Kansas Conference Focuses on Business, Community Development
NEWTON, Kan. (AP) — The Kansas Department of Commerce is hosting a rural opportunities conference that will highlight rural business and community development. The agency announced Wednesday that registration is now open for the April 15 event in Newton. Sessions include a discussion on marketing a community, the next steps on the statewide water plan, and a panel of Humboldt community leaders talking about how they addressed that community's needs. Other workshops include such topics as marketing, health, public buildings and succession planning.
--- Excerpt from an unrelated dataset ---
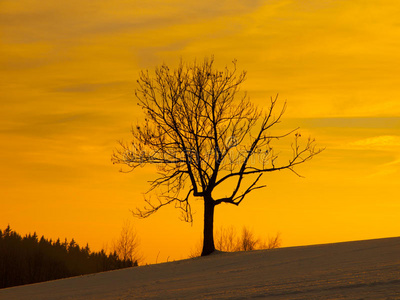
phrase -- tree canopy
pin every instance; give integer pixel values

Study Predicts Bigger, Longer Droughts for Much of Western North America
SAN JOSE, Calif. (AP) — Scientists warn the American Southwest and Central Plains could face "megadroughts" during the second half of this century. And they could last for decades. The scientists write in a study in the journal Science Advances that global warming will lead to "unprecedented drought conditions" -- the worst in more than 1,000 years. The study is based on current increasing rates of rising emissions of carbon dioxide and complex simulations run by 17 different computer models, which generally agreed on the outcome. The Southwest will see less rain. But the biggest problem in both regions will be the heat, which will increase evaporation and dry out the soil. The lead author is NASA atmospheric scientist Benjamin Cook, who says, "We're going to have to think about a much drier future in western North America."